Pada Tahun 2004 Komisi Kateketik menyusun dan menerbitkan Buku Pendidikan Agama Katolik untuk SD, SMP dan SMA berdasarkan kurikulum 2004, yaitu kurikulum berbasis kompetensi.
PKKI VIII dilaksanakan di Wisma Misericordia Malang pada tanggal 22-28 Pebruari 2004. Tema pertemuan kateketik ini, mengajak peserta mencari jalan bagaimana Katekese Umat bisa membangun KBG yang lebih berdimensi sosial, politik, ekonomi, budaya, dan sebagainya, sehingga masyarakat kita dapat dibantu untuk bisa hidup lebih adil, damai dan sejahtera. Kemudian pada tanggal 9-12 Mei 2005, di selenggarakan Pertemuan Nasional para Katekis di Wisma Samadi Klender-Jakarta. Tema pertemuan ini ialah: Identitas Katekis Pada Zaaman yang cepat berubah.
Kemudian Pada Tahun 2007 Komisi Kateketik memprakarsai terbitnya Kurikulum Pendidikan Agama Katolik di Perguruan Tinggi, yang kemudian direvisi pada tahun 2011. Tahun 2008, bertempat di persekolahan Lokon Tomohon-Sulawesi Utara diselenggarakan PKKI IX, dengan Tema: ”Katekese dalam Masyarakat yang Tertekan”. Masyarakat Indonesia yang mengalami ketertekanan dalam banyak bidang kehidupan menjadi alasan bagi Gereja Katolik untuk melakukan katekese yang memberi peneguhan, pencerahan, serta keberanian untuk bertindak mengatasi ketertekanan itu. Tema besar tersebut secara khusus diolah dengan mendalami tiga bidang kehidupan, yaitu bidang kemanusiaan, politik, dan hukum.
Pernas Katekis II diselenggarakan di Wisma Sawangan Bogor pada tanggal 24-28 November 2010 dengan tema utama: Panggilan sebagai Katekis. Kemudian pada Tahun 2011 komisi kateketik menerbitkan buku Pedoman Teknis Penyelenggaraan Bina Integrasi Bina Iman Anak-Pendidikan Anak Usia Dini.

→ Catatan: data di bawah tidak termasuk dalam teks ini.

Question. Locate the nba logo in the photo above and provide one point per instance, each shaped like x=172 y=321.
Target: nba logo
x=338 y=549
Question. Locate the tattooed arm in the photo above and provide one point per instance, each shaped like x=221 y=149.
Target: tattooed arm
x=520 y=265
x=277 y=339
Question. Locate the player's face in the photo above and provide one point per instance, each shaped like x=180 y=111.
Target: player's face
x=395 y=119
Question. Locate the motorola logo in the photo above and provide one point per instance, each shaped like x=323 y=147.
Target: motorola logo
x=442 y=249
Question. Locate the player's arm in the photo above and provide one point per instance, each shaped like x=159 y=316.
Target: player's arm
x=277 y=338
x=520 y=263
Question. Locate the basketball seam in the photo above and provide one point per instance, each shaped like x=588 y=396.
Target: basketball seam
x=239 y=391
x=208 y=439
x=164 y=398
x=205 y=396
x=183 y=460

PKKI X di selenggarakan Wisma Shalom, Cisarua, Bandung Barat, 10–16 September 2012 dengan tema: “Katekese Di Era Digital: Peran Imam dan Katekis Dalam Karya Katekese Gereja Katolik Indonesia di Era Digital”. Tema ini dicetuskan dalam Rapat Pengurus Lengkap Komkat KWI pada tanggal 5-7 Mei 2011 berdasarkan kesadaran bahwa saat ini Gereja Indonesia menghadapi situasi zaman baru, yaitu era digital. Situasi ini memengaruhi pola pikir, cara hidup dan pola relasi umat beriman, yang tentu saja juga melibatkan karya Katekese. Tujuan diangkatnya tema tersebut adalah agar para pelaku katekese, baik imam maupun katekis, menyadari berkembangnya sarana komunikasi digital dan pengaruhnya dalam budaya kehidupan masyarakat sehari-hari. Kesadaran tersebut diharapkan membawa pada gagasan, pemikiran serta perencanaan katekese yang tepat guna dalam menjawab kebutuhan Gereja Indonesia di era digital sekarang ini.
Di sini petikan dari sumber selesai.